Andrea PirloThe Architect’s Perspective
Born in Flero, Italy, on 19th May 1979, Andre Pirlo, nicknamed l'architetto (‘the architect’), is a living legend of Italian football. One of the most iconic and cultured playmakers of recent generations, he has enjoyed a football renaissance in the twilight of his career.
Having served as an integral part of AC Milan’s midfield for over decade, he began to feel that he was becoming surplus to requirements. It was mutually agreed that his contract would not be renewed, and on 14 May 2011, he made his last appearance for the Rossoneri.
In the same year that he left Milan, Pirlo agreed to join Juventus as a free agent. Despite being 32, the old maestro became a leader of the glorious 'La Vecchia Signora' squad, and has won the Scudetto twice since his move to Turin.
One of the key aspects of his game has been his incredible vision and exquisite creativity, which allows him to read and see the game in ways that most fail. His sharp, acute perspective allows him to envision and execute passing moves that can easily bend and reshape opposing team formations – be it a simple sidestep a 180 degree turn or an immaculate pass.
Pirlo helped Italy reached the final of the European Championships in 2012, where they eventually lost out to Spain. His performances, especially the game against England in the quarter final, drew many plaudits, and he was promptly hailed as one of the finest midfielders in the world.
With over 100 appearances for his country, a feat achieved only by Dino Zoff, Gianluigi Buffon, Paolo Maldini and Fabio Cannavaro; he recently announced that he will be retiring from international football after the Brazil 2014 World Cup finals.
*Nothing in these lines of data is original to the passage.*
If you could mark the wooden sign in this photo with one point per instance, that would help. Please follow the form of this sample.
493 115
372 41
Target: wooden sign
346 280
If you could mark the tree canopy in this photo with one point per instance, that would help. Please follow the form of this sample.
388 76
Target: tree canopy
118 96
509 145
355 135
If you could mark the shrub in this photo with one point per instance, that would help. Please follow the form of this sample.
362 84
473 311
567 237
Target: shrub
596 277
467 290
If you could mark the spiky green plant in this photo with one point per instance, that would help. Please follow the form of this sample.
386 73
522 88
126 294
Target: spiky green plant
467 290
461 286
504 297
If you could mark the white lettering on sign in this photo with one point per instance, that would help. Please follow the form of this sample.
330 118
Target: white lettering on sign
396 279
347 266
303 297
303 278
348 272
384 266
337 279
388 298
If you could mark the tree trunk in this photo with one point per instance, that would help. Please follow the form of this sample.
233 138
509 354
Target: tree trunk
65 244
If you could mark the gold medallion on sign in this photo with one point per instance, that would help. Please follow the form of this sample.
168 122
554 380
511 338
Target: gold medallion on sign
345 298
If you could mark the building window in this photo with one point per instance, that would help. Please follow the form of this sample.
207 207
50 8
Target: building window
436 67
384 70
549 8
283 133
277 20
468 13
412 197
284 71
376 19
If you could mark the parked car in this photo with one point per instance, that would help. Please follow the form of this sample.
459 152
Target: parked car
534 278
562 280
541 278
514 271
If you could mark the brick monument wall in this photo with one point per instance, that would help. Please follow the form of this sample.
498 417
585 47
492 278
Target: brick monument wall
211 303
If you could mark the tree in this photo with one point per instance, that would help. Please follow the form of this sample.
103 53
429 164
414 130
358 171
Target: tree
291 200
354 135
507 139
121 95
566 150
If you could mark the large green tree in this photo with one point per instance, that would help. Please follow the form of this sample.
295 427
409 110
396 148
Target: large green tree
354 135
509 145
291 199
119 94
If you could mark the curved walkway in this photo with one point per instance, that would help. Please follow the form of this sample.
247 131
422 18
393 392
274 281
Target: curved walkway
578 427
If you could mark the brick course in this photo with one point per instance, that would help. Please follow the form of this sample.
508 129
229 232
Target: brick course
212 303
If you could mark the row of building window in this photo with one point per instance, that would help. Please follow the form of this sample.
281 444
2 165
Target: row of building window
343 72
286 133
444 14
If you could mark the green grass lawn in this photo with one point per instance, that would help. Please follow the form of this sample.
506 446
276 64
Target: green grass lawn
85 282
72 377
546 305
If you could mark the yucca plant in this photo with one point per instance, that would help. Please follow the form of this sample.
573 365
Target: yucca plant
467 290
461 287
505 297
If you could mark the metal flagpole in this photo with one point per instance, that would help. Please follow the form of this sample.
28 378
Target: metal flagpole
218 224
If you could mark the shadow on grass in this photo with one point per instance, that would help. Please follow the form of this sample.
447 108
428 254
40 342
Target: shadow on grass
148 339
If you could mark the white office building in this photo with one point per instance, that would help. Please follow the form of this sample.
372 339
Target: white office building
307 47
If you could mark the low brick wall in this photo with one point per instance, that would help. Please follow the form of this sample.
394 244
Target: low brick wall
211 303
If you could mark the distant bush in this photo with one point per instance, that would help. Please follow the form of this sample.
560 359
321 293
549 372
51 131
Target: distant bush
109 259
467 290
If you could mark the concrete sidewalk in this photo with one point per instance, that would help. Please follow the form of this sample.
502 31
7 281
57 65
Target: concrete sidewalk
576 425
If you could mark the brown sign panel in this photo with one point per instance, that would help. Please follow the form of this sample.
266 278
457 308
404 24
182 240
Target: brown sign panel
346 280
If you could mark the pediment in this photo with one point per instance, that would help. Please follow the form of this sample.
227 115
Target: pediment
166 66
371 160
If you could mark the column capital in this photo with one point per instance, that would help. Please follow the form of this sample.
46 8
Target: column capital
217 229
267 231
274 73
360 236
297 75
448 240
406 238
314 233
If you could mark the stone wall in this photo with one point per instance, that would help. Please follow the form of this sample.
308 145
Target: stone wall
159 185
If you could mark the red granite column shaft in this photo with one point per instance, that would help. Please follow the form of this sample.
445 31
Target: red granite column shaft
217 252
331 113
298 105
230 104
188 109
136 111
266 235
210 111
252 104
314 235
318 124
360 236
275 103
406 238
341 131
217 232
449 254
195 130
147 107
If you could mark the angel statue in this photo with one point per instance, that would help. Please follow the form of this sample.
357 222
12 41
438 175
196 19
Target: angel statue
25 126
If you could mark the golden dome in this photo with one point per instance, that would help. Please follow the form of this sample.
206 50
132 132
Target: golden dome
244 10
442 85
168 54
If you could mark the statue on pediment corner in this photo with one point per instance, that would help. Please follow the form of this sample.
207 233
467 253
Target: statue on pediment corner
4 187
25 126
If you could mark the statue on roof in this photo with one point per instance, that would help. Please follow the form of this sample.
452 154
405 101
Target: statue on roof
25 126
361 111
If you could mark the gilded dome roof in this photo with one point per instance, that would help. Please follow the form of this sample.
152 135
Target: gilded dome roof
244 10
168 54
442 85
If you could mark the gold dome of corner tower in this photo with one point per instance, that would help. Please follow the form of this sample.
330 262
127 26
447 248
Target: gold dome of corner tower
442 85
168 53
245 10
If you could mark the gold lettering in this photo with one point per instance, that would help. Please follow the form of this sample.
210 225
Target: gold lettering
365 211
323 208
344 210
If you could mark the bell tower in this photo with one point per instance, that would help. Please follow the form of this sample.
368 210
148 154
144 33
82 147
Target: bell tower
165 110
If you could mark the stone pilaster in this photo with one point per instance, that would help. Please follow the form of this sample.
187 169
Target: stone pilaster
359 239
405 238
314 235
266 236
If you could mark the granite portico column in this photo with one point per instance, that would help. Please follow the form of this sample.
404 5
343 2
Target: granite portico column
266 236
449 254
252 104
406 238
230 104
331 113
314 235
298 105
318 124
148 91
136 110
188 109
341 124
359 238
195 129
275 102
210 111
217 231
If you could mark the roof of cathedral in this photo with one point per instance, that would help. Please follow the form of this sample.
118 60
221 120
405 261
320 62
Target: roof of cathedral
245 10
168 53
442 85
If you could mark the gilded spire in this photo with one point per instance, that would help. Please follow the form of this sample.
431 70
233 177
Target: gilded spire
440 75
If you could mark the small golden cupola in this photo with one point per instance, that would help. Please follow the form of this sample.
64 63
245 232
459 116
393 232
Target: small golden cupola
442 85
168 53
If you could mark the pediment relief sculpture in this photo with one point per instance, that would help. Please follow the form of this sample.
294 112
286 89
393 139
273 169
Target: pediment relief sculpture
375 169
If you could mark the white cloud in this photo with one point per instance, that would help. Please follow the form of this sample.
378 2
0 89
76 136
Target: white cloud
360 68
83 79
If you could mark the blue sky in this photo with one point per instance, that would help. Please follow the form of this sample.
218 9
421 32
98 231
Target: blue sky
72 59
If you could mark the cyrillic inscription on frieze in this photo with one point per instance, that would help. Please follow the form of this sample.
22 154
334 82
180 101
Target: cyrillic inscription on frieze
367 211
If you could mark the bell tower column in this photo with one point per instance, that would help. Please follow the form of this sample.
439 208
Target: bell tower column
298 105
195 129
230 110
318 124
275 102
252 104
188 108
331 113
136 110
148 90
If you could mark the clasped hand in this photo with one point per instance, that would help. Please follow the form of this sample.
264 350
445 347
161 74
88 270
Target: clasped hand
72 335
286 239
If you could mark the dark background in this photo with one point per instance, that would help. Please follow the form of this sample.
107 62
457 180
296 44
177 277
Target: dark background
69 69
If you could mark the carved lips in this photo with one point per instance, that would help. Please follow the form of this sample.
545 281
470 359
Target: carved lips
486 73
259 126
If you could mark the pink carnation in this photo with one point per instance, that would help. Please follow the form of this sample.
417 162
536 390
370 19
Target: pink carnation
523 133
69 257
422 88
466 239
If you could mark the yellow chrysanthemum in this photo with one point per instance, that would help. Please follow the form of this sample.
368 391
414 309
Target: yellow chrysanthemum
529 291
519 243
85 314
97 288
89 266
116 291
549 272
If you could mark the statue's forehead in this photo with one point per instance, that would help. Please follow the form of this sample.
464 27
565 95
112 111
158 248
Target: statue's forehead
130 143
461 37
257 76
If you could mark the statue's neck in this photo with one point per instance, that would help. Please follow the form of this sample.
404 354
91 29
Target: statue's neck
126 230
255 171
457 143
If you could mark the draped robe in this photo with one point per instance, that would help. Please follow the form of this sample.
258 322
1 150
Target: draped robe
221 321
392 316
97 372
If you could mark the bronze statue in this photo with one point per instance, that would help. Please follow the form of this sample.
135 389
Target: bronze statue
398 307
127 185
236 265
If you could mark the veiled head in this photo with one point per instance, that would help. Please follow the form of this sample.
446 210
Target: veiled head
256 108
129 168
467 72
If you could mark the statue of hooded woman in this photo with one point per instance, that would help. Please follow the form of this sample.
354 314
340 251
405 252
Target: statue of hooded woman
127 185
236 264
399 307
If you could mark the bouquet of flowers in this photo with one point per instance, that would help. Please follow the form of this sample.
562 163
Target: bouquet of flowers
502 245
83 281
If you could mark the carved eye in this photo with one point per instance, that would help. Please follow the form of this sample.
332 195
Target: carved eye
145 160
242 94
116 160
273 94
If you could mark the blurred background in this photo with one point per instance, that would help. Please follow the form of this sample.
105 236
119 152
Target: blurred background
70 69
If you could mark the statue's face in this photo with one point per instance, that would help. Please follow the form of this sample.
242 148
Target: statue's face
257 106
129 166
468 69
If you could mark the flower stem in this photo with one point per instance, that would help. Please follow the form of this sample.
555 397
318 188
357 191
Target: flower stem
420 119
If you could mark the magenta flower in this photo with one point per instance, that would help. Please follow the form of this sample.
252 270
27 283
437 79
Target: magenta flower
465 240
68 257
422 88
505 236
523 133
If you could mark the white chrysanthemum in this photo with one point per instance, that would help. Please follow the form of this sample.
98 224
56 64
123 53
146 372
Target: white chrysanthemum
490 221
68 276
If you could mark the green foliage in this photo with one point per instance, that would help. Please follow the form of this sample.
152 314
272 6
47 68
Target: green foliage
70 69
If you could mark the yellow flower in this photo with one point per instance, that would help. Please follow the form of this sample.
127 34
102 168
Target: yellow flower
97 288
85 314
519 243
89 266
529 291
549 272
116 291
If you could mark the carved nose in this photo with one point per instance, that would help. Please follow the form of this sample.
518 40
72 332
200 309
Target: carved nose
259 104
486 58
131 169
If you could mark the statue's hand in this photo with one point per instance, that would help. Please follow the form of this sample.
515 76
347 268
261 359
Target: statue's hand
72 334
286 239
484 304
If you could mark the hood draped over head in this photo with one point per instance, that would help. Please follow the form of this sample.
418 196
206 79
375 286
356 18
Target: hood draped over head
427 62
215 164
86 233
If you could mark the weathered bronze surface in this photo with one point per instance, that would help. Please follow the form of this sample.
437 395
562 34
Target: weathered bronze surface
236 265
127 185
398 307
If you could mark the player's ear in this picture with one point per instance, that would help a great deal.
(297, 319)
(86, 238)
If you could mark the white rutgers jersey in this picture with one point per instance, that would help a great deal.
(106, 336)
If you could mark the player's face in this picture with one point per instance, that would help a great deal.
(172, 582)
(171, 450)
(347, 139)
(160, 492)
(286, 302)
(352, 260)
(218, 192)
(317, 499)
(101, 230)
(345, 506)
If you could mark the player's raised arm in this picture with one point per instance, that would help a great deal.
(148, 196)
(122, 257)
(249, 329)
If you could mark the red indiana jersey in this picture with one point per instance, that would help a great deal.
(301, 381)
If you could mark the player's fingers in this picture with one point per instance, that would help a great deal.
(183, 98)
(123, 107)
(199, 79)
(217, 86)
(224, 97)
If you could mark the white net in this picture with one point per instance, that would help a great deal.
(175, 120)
Only time will tell if he can lead the blue of La Squadra to a fifth World Cup victory in his final campaign.
Andrea Pirlo comes from a time when football was still lauded as an art form, a man who loves football and everything it encompasses. He is a great example for younger generations, and deserves to be remembered for years to come as one of the games' greats.
“Pirlo doesn’t just kick the ball. He caresses it. He makes slow, sensual and really emotional love to it.”